Junior captain Derek Toomey set a career high in the 50-yard freestyle as the Gophers men’s and women’s swimming teams dominated their final home meet of the season this weekend.
Thirty-six Gophers swimmers and divers notched victories at the 10-team Minnesota Challenge on Friday and Saturday at the University Aquatic Center.
Toomey swam the 50 freestyle Friday in 19.83 seconds, tying him for the 14th-fastest time in Division I this season.
“The 50 felt awesome,” Toomey said. “Right when I hit the water, I knew I was going sub-20.”
Toomey swam the race not rested and unshaved, which made it that much more impressive, according to men’s and women’s head coach Kelly Kremer.
“We expect him to go 19 very low at the end of the year,” Kremer said, “but this time of year getting under 20 — we just haven’t had many people do it.”
For about 20 Gophers swimmers and divers, this weekend’s Minnesota Challenge was their last meet of the season.

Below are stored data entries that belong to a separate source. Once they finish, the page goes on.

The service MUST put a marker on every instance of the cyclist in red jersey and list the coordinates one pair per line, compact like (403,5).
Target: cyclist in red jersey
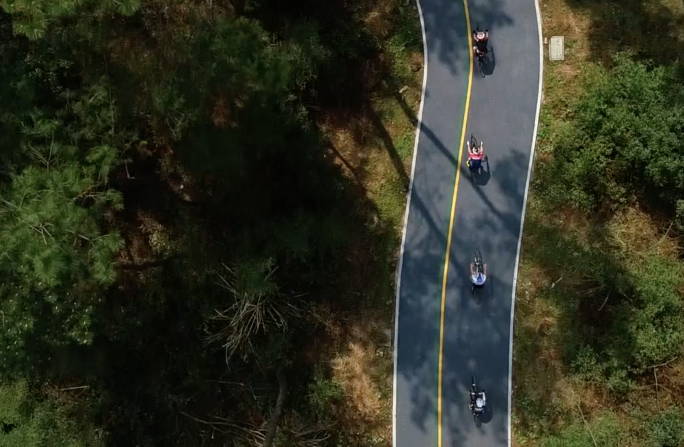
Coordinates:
(475,155)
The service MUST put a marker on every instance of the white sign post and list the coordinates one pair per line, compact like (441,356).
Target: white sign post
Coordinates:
(557,48)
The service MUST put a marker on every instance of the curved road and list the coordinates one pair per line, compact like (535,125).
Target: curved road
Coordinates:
(442,337)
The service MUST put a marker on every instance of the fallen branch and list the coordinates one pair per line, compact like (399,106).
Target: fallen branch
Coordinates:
(586,423)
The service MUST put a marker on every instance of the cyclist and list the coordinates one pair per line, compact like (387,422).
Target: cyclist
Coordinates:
(478,401)
(480,38)
(475,155)
(478,278)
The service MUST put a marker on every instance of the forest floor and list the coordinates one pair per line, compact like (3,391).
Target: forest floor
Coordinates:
(546,397)
(374,146)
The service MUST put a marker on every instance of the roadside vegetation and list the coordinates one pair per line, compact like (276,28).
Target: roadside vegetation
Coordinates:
(200,212)
(599,326)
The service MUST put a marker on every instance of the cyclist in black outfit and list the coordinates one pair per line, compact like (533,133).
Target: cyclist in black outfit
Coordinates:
(480,38)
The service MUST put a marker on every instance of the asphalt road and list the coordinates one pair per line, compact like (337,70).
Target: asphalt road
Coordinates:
(500,109)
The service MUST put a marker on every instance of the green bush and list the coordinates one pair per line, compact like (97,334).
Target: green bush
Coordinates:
(626,137)
(604,431)
(666,429)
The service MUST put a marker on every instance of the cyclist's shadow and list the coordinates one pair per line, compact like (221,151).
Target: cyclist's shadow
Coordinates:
(487,415)
(482,176)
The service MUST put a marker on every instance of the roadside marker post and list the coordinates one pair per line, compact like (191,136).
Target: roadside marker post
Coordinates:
(557,48)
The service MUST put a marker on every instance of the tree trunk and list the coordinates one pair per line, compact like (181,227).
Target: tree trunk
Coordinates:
(277,411)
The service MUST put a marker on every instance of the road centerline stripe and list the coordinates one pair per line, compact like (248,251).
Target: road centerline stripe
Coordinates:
(451,228)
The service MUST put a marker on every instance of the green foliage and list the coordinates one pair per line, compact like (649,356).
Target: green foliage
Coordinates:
(645,326)
(625,137)
(203,121)
(604,431)
(33,17)
(666,429)
(29,422)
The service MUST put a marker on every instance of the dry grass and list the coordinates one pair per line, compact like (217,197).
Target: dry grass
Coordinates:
(374,148)
(545,397)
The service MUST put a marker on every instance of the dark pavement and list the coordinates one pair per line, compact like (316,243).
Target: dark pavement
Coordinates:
(488,215)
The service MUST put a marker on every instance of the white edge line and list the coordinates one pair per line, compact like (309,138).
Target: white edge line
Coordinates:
(419,121)
(522,220)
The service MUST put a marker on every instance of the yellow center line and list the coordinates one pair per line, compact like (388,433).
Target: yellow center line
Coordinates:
(451,228)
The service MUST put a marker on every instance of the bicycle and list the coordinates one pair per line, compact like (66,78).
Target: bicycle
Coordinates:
(479,268)
(481,56)
(477,411)
(473,171)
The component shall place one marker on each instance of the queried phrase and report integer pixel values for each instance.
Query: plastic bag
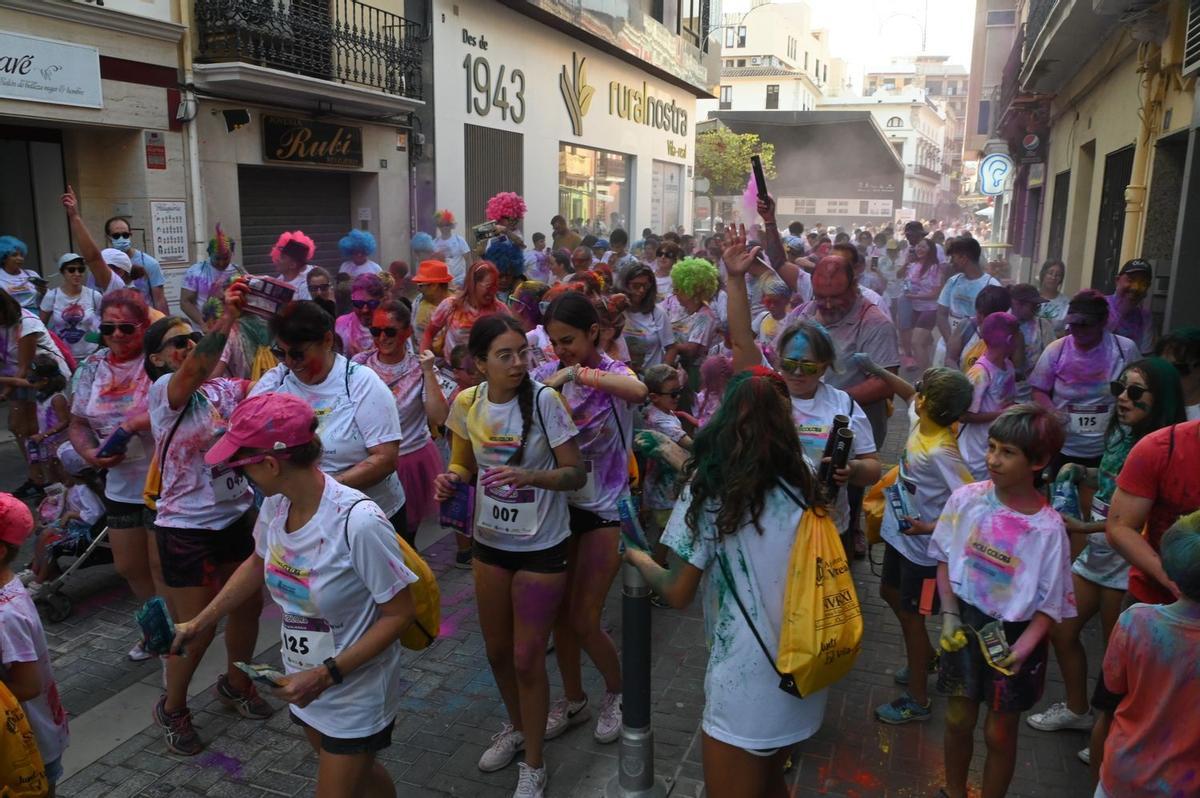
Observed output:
(22, 773)
(822, 628)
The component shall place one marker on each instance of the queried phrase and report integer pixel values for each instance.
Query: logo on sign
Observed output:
(994, 172)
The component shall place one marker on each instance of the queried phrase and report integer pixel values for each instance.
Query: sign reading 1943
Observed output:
(304, 141)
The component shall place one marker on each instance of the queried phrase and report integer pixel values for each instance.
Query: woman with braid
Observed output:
(514, 439)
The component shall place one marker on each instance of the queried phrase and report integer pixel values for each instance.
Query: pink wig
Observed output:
(298, 246)
(505, 204)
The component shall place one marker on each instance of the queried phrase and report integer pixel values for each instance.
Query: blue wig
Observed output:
(508, 257)
(10, 245)
(357, 241)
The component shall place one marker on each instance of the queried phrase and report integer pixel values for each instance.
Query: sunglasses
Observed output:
(805, 367)
(109, 328)
(181, 341)
(1134, 391)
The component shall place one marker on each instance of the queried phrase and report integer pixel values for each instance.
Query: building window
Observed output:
(593, 186)
(983, 125)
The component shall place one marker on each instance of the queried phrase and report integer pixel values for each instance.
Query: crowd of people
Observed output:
(1048, 477)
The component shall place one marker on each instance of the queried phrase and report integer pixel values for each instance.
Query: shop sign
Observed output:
(304, 141)
(168, 229)
(43, 70)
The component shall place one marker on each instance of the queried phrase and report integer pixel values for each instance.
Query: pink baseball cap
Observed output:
(16, 520)
(270, 421)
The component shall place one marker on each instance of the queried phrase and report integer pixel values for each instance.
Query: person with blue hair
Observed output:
(357, 247)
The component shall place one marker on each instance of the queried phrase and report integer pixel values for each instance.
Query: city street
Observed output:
(451, 709)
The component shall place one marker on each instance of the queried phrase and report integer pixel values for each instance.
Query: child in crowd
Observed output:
(1151, 663)
(24, 658)
(930, 471)
(994, 381)
(1003, 571)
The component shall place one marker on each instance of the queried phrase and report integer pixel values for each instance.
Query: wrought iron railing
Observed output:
(343, 41)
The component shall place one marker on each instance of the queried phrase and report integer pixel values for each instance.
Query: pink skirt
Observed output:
(417, 472)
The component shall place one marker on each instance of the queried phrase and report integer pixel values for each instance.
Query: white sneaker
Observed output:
(531, 781)
(609, 723)
(565, 714)
(505, 744)
(139, 654)
(1059, 717)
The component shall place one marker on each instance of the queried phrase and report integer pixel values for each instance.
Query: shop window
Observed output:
(594, 187)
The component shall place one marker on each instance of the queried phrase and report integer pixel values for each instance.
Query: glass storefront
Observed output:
(594, 189)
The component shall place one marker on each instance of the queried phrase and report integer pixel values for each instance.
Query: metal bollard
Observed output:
(635, 775)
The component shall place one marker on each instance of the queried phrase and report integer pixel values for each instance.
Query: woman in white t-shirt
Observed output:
(419, 401)
(601, 394)
(733, 529)
(331, 562)
(514, 439)
(72, 310)
(111, 397)
(205, 516)
(360, 427)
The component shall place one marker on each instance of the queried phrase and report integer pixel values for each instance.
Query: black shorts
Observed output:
(190, 557)
(351, 745)
(583, 521)
(544, 561)
(916, 583)
(126, 515)
(965, 673)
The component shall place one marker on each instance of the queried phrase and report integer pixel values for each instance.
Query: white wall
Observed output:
(516, 42)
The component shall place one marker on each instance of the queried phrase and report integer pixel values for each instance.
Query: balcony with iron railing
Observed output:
(303, 46)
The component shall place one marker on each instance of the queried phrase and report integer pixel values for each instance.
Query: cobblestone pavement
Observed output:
(451, 708)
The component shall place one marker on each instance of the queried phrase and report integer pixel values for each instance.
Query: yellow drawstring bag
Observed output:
(22, 773)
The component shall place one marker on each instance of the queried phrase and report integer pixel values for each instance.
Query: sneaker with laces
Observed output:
(565, 714)
(505, 744)
(531, 781)
(609, 723)
(181, 737)
(903, 711)
(247, 705)
(1059, 717)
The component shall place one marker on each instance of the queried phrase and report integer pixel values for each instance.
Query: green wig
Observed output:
(694, 279)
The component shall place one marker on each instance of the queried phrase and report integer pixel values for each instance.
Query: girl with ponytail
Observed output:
(514, 441)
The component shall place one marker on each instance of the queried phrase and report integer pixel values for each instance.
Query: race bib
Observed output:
(508, 511)
(1087, 419)
(305, 642)
(588, 492)
(228, 485)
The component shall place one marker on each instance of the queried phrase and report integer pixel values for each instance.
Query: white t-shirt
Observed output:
(527, 519)
(1006, 563)
(647, 335)
(930, 471)
(406, 382)
(73, 317)
(354, 412)
(814, 418)
(329, 577)
(193, 495)
(106, 394)
(995, 389)
(743, 703)
(23, 640)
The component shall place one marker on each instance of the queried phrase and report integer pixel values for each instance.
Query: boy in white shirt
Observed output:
(1002, 561)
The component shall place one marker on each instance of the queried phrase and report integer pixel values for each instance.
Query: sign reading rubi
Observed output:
(305, 141)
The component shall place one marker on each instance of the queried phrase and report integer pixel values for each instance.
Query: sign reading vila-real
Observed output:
(43, 70)
(305, 141)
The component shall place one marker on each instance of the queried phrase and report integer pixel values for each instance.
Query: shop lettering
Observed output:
(641, 108)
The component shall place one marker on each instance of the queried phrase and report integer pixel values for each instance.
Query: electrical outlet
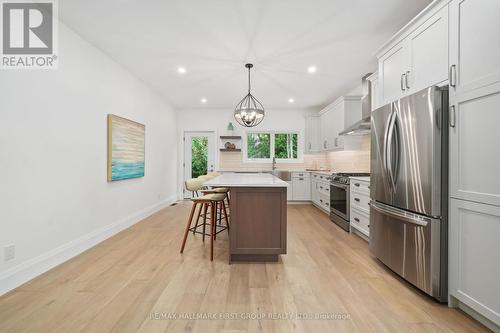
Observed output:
(9, 252)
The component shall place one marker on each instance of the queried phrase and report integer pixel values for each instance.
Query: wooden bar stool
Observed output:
(212, 201)
(220, 190)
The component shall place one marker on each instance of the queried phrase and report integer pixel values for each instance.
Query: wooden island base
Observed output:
(258, 224)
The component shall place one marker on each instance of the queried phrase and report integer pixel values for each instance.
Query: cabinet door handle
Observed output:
(452, 75)
(452, 116)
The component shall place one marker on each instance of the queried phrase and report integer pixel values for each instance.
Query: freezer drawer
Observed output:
(410, 245)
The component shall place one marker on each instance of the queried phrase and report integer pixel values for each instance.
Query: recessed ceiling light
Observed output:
(312, 69)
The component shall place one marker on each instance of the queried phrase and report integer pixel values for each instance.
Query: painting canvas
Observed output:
(126, 139)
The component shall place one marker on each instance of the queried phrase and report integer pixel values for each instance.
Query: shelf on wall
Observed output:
(230, 150)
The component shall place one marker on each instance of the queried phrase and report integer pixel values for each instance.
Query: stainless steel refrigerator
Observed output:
(408, 208)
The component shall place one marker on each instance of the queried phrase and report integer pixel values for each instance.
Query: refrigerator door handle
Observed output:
(390, 166)
(385, 152)
(400, 214)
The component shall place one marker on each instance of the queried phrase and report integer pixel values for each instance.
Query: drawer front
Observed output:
(361, 187)
(360, 221)
(301, 175)
(360, 202)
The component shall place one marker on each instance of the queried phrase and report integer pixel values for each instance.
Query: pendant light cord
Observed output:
(249, 80)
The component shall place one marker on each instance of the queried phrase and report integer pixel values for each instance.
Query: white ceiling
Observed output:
(213, 39)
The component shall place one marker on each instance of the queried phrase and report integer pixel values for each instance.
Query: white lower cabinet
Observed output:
(474, 256)
(320, 191)
(359, 206)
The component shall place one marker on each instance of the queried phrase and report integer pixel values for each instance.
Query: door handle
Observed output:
(402, 215)
(388, 152)
(452, 75)
(452, 116)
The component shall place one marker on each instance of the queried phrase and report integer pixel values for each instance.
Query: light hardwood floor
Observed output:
(118, 285)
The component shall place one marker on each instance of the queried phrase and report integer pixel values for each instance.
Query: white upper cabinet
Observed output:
(428, 46)
(392, 68)
(417, 57)
(474, 100)
(312, 141)
(334, 118)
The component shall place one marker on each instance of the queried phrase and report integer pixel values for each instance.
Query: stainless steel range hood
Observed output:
(363, 126)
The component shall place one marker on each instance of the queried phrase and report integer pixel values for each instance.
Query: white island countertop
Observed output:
(246, 180)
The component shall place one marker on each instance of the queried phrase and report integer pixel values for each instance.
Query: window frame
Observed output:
(300, 150)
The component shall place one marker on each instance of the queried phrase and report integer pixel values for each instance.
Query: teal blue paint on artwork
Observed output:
(126, 170)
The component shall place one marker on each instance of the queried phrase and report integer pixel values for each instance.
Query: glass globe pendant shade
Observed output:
(249, 112)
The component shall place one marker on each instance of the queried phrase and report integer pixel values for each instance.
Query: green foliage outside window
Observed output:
(199, 155)
(259, 145)
(285, 145)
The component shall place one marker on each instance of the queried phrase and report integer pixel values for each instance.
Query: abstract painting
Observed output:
(126, 139)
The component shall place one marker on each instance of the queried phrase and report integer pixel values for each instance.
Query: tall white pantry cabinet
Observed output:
(474, 238)
(457, 43)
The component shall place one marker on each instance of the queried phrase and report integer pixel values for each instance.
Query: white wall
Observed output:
(217, 120)
(54, 197)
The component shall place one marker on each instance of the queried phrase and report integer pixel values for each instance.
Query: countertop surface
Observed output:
(246, 180)
(365, 179)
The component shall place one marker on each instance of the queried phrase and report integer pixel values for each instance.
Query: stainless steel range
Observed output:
(339, 198)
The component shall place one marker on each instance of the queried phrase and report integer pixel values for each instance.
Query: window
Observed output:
(285, 145)
(263, 146)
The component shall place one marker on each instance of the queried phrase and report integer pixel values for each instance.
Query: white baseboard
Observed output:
(25, 271)
(474, 314)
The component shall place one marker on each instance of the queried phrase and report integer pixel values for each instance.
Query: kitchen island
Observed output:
(258, 217)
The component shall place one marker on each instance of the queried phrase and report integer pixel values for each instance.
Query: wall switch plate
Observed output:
(9, 252)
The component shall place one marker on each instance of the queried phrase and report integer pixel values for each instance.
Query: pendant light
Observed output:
(249, 112)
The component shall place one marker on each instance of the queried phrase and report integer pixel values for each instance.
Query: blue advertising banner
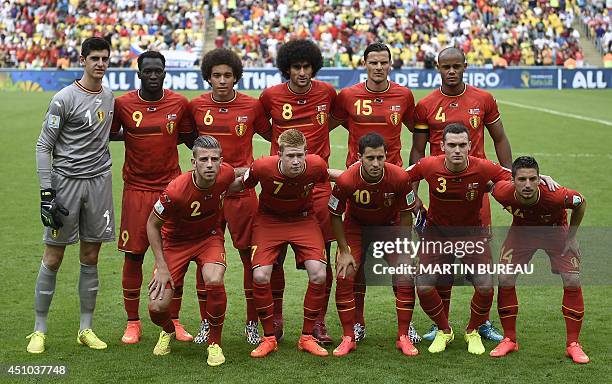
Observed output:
(258, 79)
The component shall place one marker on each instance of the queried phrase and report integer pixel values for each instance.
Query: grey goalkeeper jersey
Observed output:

These swimmers tapered their training regiment and shaved their legs in preparation for the meet. They also wore special compression swimsuits over the weekend.
“Even though there’s just a few of us tapering for this meet, we have the whole team behind us,” senior Natalie Herrild said. “And that’s a really cool feeling.”
One of the tapering swimmers, sophomore Jimmy Rafter, won five races and set a career high in the 100 backstroke.
Twenty-one men’s swimmers won races on the weekend, including senior captain Jared Anderson, who won the 100 breaststroke for the third consecutive weekend.
Anderson said he tried to improve his first few laps after a slower start two weekends ago.
“It’s a good confidence booster knowing that I can go out as fast as I want to and I can still come home in the same time,” he said.
Anderson also won the 200 breaststroke.
On the women’s side, junior Monica Radecke and freshman Marina Spadoni both won five races. Sophomore Christie Clarke won three individual races, and junior diver Maggie Keefer won the 3-meter dive with a career-high score.
In the final meet of her Gophers career, Herrild won the 200-medley relay and the 400-freestyle relay.
“At the end of a career like this, all you really want to do is look at the board and smile,” Herrild said. “I’d say that a win is a really good way to do that.”
With 10 days until the start of the women’s Big Ten championships, Kremer appeared pleased with his team’s performance.
“I think we’re in good position for what’s to come,” he said.